Some 40 years ago, the international community of nations adopted the Convention on the Elimination of all Forms of Discrimination Against Women. And more recently, the United Nations’ Sustainable Development Goal 5 aims to achieve gender equality and empower all women and girls.
Notwithstanding those various declarations, international agreements, conventions, platforms for action, and the progress achieved in recent decades, women continue to lag behind men in rights, freedoms, and equality.
From the very start of life in some parts of the world, baby girls are often viewed less favorably than baby boys. In many societies boy babies continue to be preferred over girl babies. In too many instances the preference for sons has resulted in sex ratios at birth that are skewed in favor of males due to pregnancy interventions by couples.
The natural sex ratio at birth for human populations is around 105 males per 100 females, though it can range from 103 to 107. At present, at least seven countries, including the world’s two largest populations, have skewed sex ratios at birth reflecting son preference pregnancy interventions (Figure 1).
China and India have skewed sex ratios at birth of 113 and 110 males per 100 females, respectively. High sex ratios at birth are also observed in Azerbaijan (113), Viet Nam (112), Armenia (111), Pakistan (109), and Albania (109). In contrast, for the period 1970-1975 when pregnancy interventions by couples had not yet become widespread, the sex ratios at birth for those seven countries were within the expected normal range.
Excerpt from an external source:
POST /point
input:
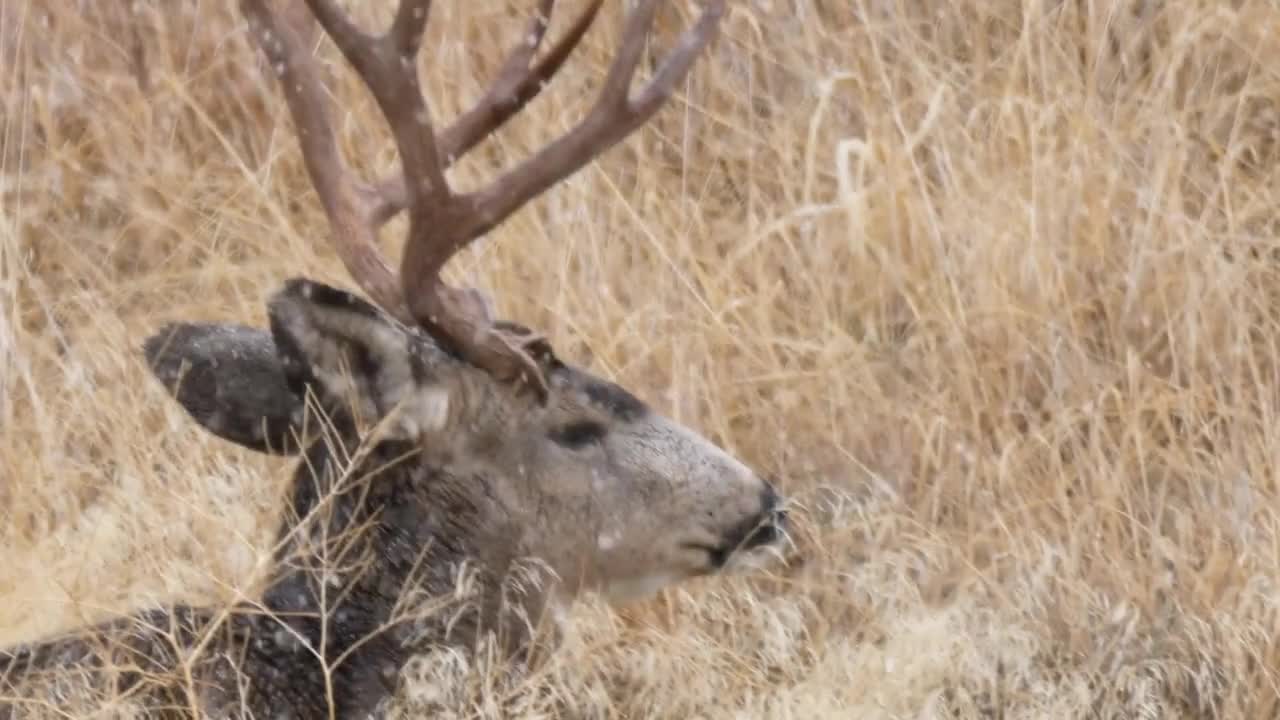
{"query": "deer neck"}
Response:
(383, 566)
Also in some countries, the female sex ratio imbalance continues throughout women’s lives. For example, India, Pakistan, and China, which together account for nearly 40 percent of the world’s population, the sex ratios for their total populations are 108, 106, and 105, respectively. In contrast, the population sex ratios are 100 in Africa and Oceania, about 97 in Northern America and Latin America and the Caribbean, and 93 in Europe (Figure 2).
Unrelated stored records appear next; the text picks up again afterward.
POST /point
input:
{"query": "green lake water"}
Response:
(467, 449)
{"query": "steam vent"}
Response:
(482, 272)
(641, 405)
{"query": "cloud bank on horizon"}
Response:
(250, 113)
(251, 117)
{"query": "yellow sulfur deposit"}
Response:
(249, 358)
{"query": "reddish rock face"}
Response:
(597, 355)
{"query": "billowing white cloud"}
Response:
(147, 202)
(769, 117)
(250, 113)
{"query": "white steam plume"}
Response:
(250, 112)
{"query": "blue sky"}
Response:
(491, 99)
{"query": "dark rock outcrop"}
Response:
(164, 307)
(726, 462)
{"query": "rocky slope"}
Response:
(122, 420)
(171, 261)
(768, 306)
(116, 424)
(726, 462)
In terms of education, while progress has been achieved in the past several decades, girls continue to lag behind boys in elementary school education in some countries, especially in Africa, the Middle East, and South Asia. For example, 78 girls in Chad and 84 girls in Pakistan are enrolled in primary school for every 100 boys.
Among young women between 15 to 24 years approximately one-quarter are expected not to finish primary school. In addition, about two-thirds of the illiterate people in the world are women.
With respect to decision making, women do not have political representation or participation levels similar to men. Worldwide the estimated percentages of women in national parliaments, local governments, and managerial positions are 26, 36, and 28 percent, respectively. Even in developed countries, such as the United States, women make up 27 percent of Congress, 30 percent of statewide elected executives, and 31 percent of state legislators.
The labor force participation of women is also considerably lower than that of men. Globally in ages 25 to 54 years, for example, 62 percent of women are in the labor force compared to 93 percent of men. Also, the majority of the employed women, or 58 percent, are in the informal economy earning comparatively low wages and lacking social protection.
In general women are employed in the lowest-paid work. Worldwide women earn about 24 percent less than men, with 700 million fewer women than men in paid employment.
Women perform at least twice as much unpaid care as men, including childcare, housework, and elder care. Unpaid care and household responsibilities often come on top of women’s paid work.
Increasing men’s participation in household tasks and caregiving would contribute to a more equitable sharing of those important domestic responsibilities. Also, governmental provision of childcare to families with young children would help both women and men combine their employment with family responsibilities.
A global comparative measure of women’s standing relative to men for regions and countries is the gender parity index. The index considers gender-based gaps across four fundamental dimensions: economic participation and opportunity, educational attainment, health and survival, and political empowerment.
The regions with the highest gender equality are Western Europe and Northern America with parity indexes of 78 and 76, respectively. In contrast, the regions with the lowest gender equality are South Asia and the Middle East and North Africa with parity indexes of 62 and 61, respectively (Figure 3).
With respect to countries, the top five countries with the highest gender equality are Iceland, Finland, Norway, New Zealand, and Sweden, with parity indexes ranging from 82 to 89. The bottom five countries with the lowest gender equality are Afghanistan, Yemen, Iraq, Pakistan, and Syria, with parity indexes between 44 to 57.
In addition to the four fundamental dimensions of the gender parity index noted above, other important areas reflecting women’s subordination include misogyny, sexual harassment, domestic abuse, intimate partner violence, and conflict-related sexual violence.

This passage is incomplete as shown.